Final Analysis: Am I Ready to Share a Bike? Not exactly.

Not until I can be sure I’m safe on the streets of Seattle.

On a recent visit to New York City, I marveled at the sheer bravery of the people using Citi Bike, New York’s bike-share program.

Or maybe it was their audacity that struck me. Many of these helmetless people weaving around delivery trucks and taxicabs and metro buses seemed to be my age — which equates to “was alive in the ’50s” — and I remember thinking, “You’ll never catch me riding a bike around Manhattan.”

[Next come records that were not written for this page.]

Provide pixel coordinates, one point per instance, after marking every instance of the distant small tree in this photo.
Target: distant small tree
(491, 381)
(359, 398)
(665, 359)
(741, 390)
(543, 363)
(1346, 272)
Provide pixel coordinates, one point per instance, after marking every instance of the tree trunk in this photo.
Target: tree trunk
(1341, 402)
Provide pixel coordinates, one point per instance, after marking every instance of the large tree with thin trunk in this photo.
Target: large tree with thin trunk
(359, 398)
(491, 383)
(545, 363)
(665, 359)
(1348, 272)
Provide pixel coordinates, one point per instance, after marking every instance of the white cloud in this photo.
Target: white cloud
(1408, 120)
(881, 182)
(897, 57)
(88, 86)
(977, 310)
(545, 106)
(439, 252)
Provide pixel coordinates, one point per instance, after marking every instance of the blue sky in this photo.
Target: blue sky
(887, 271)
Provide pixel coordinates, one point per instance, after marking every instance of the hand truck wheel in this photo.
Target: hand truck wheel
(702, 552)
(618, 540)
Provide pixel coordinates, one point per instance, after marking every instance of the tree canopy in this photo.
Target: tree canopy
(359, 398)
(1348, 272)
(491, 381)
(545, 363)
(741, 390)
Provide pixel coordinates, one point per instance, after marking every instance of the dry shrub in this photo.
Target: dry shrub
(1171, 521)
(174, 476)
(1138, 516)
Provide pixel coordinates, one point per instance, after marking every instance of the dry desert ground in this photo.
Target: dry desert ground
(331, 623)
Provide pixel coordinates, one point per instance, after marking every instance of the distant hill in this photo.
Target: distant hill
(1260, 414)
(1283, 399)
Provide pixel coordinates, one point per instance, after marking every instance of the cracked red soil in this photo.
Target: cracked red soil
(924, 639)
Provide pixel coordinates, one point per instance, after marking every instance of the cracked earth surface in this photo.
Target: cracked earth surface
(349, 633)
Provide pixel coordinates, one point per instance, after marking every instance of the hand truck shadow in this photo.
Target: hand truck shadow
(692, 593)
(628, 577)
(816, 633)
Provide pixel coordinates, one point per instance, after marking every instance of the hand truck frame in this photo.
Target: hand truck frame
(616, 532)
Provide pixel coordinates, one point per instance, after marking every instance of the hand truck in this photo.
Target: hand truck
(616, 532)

Heck, you’ll never catch me riding a bike around Seattle. I do a lot of car driving and bus riding in Seattle. Bike riding? Not so much. For all of Seattle’s pronouncements that it’s a bike-friendly city, I have concluded after years of observational research that bicyclists here might as well be riding around with targets on their backs. Because someday, unless they’re incredibly lucky, these poor two-wheel types are going to have a run-in with a beefier, brawnier vehicle or a badly designed city street. Or both.

So it was with equal parts amusement and confusement that I read about Seattle’s own bike-share system, Pronto, being in trouble. Seems the program needed an infusion of $1.4 million — pronto — just to keep the tires inflated and the chains lubed. By the time you read this, the City Council likely will have voted on a Seattle Department of Transportation request to take over Pronto from the nonprofit Puget Sound Bike Share that has operated it since its launch 18 months ago. (That nonprofit actually pays another firm called Motivate to run the day-day operations.)

The city’s options are to just say no to bike sharing and let the experiment die a natural death, or to pick up the $1.4 million tab and let Seattle DOT come up with a way to keep the system afloat. Most proponents of the latter option say it would require expanding the network beyond downtown Seattle, where ridership is OK, if not robust, and the University District, where ridership is abysmal. Adding bike-rack stations in other neighborhoods, the theory goes, would help create an honest-to-goodness system that encourages people throughout the city to consider bicycling a viable first option when commuting to work, running errands or just having fun.

Detractors say bike sharing will never be a huge success here because Seattle is so goshdarned hilly. Motor-assisted bikes might help blunt that argument, of course. Or we could just regrade those hills into Puget Sound and become flatter than a Chicago accent. We’ve done it before.

Seriously, the idea of expanding ride share only makes sense in a city that’s serious about bicyclist safety. I don’t see Seattle as a safe bike city. Maybe I’m simply becoming too skittish in my dotage, but you couldn’t pay me enough to cruise down the Second Avenue bike lane at 8 in the morning with cars and trucks whizzing past my elbow at 30 miles an hour. 

Forty-five years ago, I drove in Manhattan. Totally unintimidated. Twenty-five years ago, I bungee jumped. Totally unhinged. Today, I’m totally sane. And I don’t bike in Seattle.

Perhaps a more comprehensive bike-share network operated by the city will help usher in improvements that eventually turn Seattle into Amsterdam West. And maybe then I’ll be less skittish about riding a bike downtown. Or across the Ballard Bridge. Or on Capitol Hill. Until then, consider me bikeless in Seattle. 

John Levesque is the managing editor of Seattle Business magazine.